Avant même de voir la main d'Evanna se soulever, Aaron ressentit une douleur fulgurante s'abattre sur sa joue. Sonné par la violence de la gifle qu'elle venait de lui donner, il mit quelques secondes à comprendre ce qui lui arrivait.

Il y eut comme un vide dans le fond de son estomac.

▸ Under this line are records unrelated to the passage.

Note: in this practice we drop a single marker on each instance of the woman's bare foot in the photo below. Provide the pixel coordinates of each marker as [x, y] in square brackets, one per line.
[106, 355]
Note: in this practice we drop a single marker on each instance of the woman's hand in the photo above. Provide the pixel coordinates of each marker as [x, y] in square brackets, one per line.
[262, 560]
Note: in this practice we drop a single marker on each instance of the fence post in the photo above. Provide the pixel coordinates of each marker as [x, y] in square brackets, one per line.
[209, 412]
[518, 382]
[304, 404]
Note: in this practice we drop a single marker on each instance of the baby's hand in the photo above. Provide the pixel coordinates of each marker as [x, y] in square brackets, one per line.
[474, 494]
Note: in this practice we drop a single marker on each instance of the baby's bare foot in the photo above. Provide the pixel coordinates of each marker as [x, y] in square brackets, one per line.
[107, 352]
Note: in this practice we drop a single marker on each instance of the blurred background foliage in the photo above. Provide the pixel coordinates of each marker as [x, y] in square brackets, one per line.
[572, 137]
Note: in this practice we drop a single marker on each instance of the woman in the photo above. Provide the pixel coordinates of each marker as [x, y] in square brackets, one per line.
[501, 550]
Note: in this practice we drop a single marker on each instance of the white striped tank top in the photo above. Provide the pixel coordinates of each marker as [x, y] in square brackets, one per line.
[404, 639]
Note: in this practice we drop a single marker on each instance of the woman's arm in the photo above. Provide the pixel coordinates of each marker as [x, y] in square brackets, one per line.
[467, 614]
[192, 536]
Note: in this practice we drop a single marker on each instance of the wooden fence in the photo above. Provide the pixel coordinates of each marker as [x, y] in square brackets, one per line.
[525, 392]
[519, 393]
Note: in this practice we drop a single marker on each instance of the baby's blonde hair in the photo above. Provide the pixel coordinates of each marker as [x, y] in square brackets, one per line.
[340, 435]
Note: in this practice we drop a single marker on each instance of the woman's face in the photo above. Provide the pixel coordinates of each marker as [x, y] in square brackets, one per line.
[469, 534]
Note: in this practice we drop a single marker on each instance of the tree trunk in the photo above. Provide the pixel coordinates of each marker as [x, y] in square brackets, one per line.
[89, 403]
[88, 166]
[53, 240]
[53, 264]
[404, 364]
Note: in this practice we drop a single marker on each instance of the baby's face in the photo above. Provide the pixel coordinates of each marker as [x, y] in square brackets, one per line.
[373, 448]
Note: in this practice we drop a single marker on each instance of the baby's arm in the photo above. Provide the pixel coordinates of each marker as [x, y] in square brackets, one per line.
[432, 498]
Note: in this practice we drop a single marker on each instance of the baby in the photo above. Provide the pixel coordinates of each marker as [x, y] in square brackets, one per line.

— Pour te montrer à quel point tu as tort, je vais respecter ma parole, dit-elle, les yeux rougis. Je vais t'aider à retrouver les Feginn. Mais une fois que ce sera fait, rassure-toi, je ne te dirai plus rien parce que je n'aurai plus jamais envie de te revoir.

Aaron resta pantois, la bouche étrangement figée. Il entendit Evanna appeler la fillette, mais sa voix se fit lointaine. Il toucha sa joue douloureuse sans parvenir à assimiler la tournure invraisemblable que cette conversation venait de prendre.

Au bout d'un moment, Evanna revint nerveusement vers lui.

— Où est-elle ? Où est Châtaigne ?

En se retournant pour la chercher à son tour, Aaron se retrouva nez à nez avec le visage gras et rougi d'un gros bonhomme mal rasé. Il eut à peine le temps de distinguer l'uniforme bleu marine du milicien et l'énorme baïonnette qui l'accompagnait.

Le monde bascula dans l'obscurité.

*

— Eh, te resterait pas trois gouttes dans ta gnôle ?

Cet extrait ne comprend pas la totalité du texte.